Alice Solves the Puzzle is a 1925 silent animated short film directed by Walt Disney. It was the 15th film in the Alice Comedies series, and is notable for being the first film to feature Pete, the longest-recurring Disney character. The film is also notable for being one of the first animated films to have been heavily censored.

== Plot ==
A girl named Alice (Margie Gay) is struggling to complete a difficult crossword-puzzle when her cat Julius tells her they should go to the beach. After a quick swim in the ocean, the pair dry off and Alice continues her puzzle. Just as she begins, Bootleg Pete (a collector of rare crossword-puzzles who discovers that her puzzle is the one that he’s missing) demands the puzzle.

After she refuses his demands, Pete becomes angry, and Alice smacks him in the face, which enrages Pete. She runs for shelter inside a lighthouse, but Pete breaks down the door and chases Alice around the lighthouse. Alice screams for help and Julius comes to her rescue. He reaches the top and a fight breaks out between the two. Julius wins the fight by knocking Pete off of the lighthouse. Alice then discovers the last phrase in her puzzle, "The End".

== Legacy ==
=== Pete ===
Alice Solves the Puzzle was the first film to feature the antagonist Pete. He would go on to become the longest running character of all the Disney animated creations. In this first installment he is referred to as "Bootleg Pete" because of his use of whiskey (at a time when alcohol was illegal due to prohibition in the US). Because of his peg used for a right leg, he quickly gained the nickname Peg-Leg Pete.
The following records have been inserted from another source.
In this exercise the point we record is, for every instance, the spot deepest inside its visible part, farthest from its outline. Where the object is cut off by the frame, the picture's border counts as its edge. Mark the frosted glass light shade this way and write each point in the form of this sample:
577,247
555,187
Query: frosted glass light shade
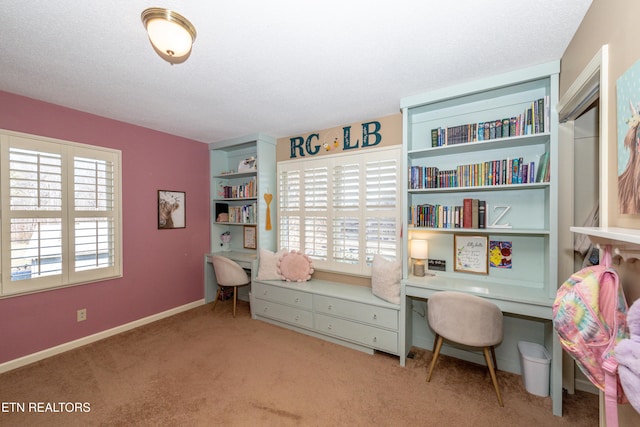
419,249
170,34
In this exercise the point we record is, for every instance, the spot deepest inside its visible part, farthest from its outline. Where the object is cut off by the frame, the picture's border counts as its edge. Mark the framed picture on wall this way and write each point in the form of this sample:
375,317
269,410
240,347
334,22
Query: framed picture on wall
172,209
470,254
249,236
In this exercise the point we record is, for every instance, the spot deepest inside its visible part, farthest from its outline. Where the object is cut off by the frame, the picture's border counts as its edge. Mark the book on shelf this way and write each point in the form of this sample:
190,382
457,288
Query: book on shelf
466,206
534,119
245,190
488,173
482,214
471,214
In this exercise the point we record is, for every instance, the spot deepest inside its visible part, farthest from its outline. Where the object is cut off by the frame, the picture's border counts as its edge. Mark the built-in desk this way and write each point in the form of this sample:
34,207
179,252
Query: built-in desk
521,301
247,260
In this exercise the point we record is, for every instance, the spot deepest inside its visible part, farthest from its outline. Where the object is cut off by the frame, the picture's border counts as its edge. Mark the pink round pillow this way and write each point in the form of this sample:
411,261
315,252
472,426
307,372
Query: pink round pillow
295,266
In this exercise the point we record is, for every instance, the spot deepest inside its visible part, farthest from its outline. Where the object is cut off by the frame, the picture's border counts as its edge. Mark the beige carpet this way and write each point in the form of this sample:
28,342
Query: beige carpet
206,368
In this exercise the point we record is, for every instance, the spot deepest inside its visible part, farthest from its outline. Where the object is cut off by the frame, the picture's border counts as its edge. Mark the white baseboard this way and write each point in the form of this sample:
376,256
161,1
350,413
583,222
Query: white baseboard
586,385
34,357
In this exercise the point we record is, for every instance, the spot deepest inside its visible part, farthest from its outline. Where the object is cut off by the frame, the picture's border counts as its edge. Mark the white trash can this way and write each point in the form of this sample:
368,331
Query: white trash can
535,361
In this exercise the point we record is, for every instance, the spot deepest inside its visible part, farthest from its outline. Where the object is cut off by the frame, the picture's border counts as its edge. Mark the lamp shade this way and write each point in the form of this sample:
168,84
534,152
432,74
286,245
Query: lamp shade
419,249
170,34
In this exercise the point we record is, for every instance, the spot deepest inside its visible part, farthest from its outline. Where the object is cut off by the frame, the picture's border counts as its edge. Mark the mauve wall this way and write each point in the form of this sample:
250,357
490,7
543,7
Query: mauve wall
162,269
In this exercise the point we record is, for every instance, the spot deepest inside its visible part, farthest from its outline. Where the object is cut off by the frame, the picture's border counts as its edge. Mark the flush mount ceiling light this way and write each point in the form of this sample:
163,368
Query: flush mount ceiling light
170,34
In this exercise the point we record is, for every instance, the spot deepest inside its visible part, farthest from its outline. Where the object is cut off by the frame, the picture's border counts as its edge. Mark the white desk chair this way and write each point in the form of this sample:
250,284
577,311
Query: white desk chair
468,320
228,274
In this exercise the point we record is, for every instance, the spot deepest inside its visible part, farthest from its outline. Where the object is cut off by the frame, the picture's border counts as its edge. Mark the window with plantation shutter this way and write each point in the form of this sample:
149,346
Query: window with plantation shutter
341,210
60,222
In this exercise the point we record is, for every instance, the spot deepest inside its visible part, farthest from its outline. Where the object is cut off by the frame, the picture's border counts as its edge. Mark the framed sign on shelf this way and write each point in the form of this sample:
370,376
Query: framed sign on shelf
249,234
470,254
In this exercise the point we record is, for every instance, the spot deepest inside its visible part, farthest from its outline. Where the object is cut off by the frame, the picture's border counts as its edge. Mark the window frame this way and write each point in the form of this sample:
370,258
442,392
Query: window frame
111,213
293,211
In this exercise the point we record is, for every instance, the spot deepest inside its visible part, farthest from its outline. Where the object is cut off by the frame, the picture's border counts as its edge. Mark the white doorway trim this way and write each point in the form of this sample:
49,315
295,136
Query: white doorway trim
590,85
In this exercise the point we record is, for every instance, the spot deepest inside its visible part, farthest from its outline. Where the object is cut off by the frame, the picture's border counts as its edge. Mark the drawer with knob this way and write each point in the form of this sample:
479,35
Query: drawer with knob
359,333
377,316
282,295
283,313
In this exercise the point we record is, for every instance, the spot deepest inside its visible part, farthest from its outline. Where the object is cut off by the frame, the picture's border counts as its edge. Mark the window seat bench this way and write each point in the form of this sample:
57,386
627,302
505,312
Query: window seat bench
349,315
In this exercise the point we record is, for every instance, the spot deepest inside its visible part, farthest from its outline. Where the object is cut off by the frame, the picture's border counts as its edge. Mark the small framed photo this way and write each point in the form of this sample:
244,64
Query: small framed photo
470,254
249,235
172,209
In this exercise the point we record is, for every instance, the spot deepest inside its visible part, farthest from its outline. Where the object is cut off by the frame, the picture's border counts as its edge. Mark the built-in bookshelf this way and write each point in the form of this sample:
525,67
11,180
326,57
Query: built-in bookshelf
480,165
242,171
499,185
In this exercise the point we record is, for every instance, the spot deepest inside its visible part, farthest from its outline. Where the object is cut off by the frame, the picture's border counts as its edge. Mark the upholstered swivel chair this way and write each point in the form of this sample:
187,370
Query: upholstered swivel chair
228,274
468,320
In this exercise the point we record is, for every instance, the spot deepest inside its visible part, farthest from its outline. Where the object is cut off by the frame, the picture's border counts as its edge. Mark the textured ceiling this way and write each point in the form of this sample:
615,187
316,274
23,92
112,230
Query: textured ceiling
282,67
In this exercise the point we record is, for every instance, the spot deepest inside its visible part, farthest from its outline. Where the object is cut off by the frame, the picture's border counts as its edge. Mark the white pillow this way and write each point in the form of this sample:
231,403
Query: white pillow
385,279
268,264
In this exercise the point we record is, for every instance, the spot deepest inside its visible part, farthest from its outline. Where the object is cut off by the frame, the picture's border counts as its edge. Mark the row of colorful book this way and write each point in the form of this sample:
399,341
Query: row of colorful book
535,119
496,172
471,214
246,190
243,214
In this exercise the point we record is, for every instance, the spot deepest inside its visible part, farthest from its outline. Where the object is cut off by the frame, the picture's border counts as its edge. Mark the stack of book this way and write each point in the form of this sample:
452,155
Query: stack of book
471,214
535,119
494,172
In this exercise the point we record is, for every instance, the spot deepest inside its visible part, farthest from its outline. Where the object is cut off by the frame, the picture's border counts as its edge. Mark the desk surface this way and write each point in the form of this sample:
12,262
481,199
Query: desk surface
235,255
522,300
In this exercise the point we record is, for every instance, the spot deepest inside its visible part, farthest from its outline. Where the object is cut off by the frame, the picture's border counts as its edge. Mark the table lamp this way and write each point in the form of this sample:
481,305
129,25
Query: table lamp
419,252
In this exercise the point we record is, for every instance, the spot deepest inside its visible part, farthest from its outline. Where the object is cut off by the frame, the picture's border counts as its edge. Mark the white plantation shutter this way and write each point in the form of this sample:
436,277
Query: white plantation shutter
60,213
350,209
289,207
94,212
382,177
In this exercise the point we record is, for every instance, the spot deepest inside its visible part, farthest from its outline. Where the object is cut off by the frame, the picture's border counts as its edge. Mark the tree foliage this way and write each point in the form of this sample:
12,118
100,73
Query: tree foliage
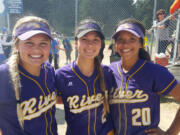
61,13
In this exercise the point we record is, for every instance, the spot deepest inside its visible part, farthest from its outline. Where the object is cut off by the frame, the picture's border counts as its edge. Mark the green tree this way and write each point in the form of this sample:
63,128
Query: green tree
107,12
144,10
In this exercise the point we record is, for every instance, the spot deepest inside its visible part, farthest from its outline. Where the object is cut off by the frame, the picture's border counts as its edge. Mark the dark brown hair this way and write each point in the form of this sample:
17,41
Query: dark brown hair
143,54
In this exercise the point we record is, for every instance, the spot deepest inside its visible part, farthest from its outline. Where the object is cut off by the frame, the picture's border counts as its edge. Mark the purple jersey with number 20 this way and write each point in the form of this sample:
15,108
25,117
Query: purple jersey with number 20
83,100
135,104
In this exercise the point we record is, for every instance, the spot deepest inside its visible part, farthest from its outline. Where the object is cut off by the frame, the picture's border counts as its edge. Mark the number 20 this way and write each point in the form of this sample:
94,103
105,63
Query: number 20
144,113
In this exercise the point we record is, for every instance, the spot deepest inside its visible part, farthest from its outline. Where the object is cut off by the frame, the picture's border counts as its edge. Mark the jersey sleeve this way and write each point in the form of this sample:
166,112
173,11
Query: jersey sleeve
164,81
58,82
109,78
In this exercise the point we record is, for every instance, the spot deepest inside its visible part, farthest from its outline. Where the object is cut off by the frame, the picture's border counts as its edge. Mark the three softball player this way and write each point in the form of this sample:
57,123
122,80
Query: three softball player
27,95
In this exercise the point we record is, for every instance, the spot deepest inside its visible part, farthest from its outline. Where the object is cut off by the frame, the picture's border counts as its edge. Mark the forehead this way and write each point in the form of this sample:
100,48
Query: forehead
92,33
125,33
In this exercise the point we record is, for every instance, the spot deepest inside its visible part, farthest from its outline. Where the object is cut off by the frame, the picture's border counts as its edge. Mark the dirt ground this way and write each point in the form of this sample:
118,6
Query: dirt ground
168,106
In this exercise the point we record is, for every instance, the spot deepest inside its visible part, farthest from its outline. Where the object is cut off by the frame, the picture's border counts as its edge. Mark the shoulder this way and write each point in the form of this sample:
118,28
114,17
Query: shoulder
4,68
48,66
155,67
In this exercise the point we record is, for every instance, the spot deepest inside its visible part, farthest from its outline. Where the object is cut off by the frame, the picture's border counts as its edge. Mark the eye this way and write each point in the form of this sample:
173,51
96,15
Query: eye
120,40
97,40
29,43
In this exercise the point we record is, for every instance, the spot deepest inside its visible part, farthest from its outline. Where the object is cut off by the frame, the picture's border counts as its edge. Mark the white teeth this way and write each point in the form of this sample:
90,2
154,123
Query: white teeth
36,56
126,50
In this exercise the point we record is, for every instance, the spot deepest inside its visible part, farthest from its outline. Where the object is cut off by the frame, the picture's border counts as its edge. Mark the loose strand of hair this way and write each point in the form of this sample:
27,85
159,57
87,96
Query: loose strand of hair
102,86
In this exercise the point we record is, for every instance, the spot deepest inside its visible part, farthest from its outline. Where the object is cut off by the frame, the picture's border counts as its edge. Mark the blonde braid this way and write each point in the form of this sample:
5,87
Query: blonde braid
13,62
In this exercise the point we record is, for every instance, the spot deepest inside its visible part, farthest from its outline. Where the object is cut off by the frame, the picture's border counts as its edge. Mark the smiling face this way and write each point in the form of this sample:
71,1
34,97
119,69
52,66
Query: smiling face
128,45
34,51
89,45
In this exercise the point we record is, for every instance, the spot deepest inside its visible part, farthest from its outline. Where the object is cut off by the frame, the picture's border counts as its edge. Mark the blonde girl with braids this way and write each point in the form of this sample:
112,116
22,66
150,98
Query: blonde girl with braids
84,85
135,104
27,95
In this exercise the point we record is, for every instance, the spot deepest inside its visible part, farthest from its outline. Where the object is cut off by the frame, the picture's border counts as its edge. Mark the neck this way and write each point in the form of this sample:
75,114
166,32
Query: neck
86,66
128,64
35,71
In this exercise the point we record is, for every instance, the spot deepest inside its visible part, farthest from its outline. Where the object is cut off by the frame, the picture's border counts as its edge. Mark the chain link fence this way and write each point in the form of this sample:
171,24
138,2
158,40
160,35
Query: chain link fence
109,14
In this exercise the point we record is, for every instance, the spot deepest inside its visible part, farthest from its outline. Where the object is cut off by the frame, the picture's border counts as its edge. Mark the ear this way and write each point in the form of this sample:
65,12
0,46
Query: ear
115,48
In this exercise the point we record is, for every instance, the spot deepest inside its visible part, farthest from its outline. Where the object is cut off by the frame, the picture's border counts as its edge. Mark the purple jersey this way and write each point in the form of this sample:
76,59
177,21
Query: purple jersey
38,98
83,100
135,104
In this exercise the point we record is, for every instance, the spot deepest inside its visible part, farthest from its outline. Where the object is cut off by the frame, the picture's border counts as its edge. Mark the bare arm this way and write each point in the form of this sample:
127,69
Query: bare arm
59,100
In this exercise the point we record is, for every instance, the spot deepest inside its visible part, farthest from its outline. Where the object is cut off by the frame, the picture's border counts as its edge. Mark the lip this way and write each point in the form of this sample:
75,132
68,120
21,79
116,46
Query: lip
36,57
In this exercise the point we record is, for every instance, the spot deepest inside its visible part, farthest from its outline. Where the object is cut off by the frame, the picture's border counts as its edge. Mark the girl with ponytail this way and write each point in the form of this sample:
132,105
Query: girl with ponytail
85,83
27,93
135,103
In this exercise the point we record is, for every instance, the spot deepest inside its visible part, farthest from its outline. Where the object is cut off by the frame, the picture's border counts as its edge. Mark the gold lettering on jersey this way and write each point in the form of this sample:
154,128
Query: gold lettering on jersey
77,106
128,96
32,108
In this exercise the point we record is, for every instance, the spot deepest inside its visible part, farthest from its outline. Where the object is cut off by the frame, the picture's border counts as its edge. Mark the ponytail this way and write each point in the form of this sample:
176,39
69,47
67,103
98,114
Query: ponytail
143,54
13,62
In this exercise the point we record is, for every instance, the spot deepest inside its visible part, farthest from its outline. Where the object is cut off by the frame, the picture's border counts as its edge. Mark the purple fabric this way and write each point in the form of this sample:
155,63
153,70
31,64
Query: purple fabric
32,26
141,106
134,29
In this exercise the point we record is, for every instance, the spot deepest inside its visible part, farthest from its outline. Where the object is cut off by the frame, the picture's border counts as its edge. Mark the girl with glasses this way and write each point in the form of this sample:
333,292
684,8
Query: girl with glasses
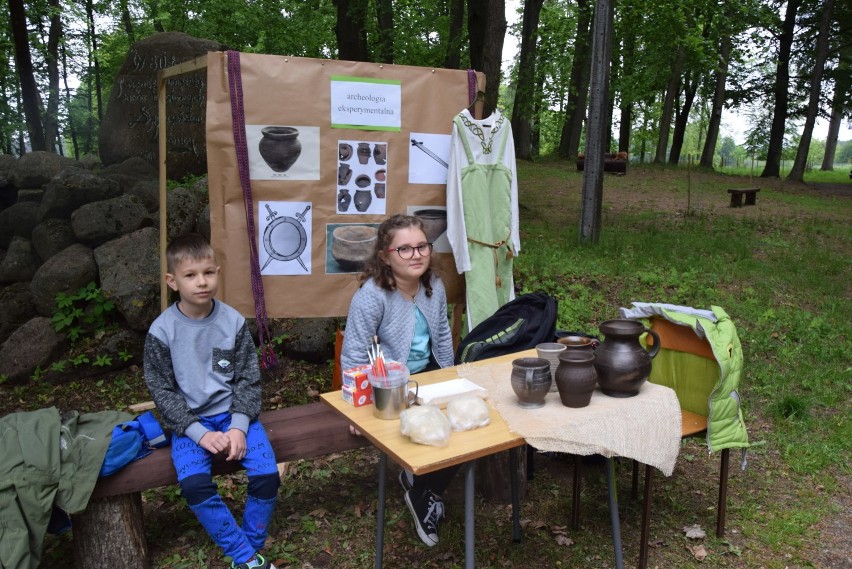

The early Pete was portrayed as a bear, which he would stay for most of his early appearances until the advent of Mickey Mouse. Pete subsequently became a large cat.

=== Censorship ===
When Russell Merritt examined a German print of Alice Solves the Puzzle, he was surprised to find an additional scene missing from American prints. In most prints of Pete's first scene, he is shown speeding in a boat being pulled by a pelican. He passes James, the police dog, who blows a whistle and chases him. Pete simply turns and laughs. However, Merrit discovered in the German version that Pete is stopped by a customs inspector who examines the boat, then lets him pass. Pete then opens the pelican's mouth and pulls out a bottle of bootleg whiskey.

This scene was cut because the Pennsylvania Censorship Board asked Disney to cut the scene during its first release. Disney then directed Winkler Studios, his distributor, to cut the scene from any further U.S. releases.

The only remnant of the scene in the United States is two frames in which Pete's whiskey bottle is still visible.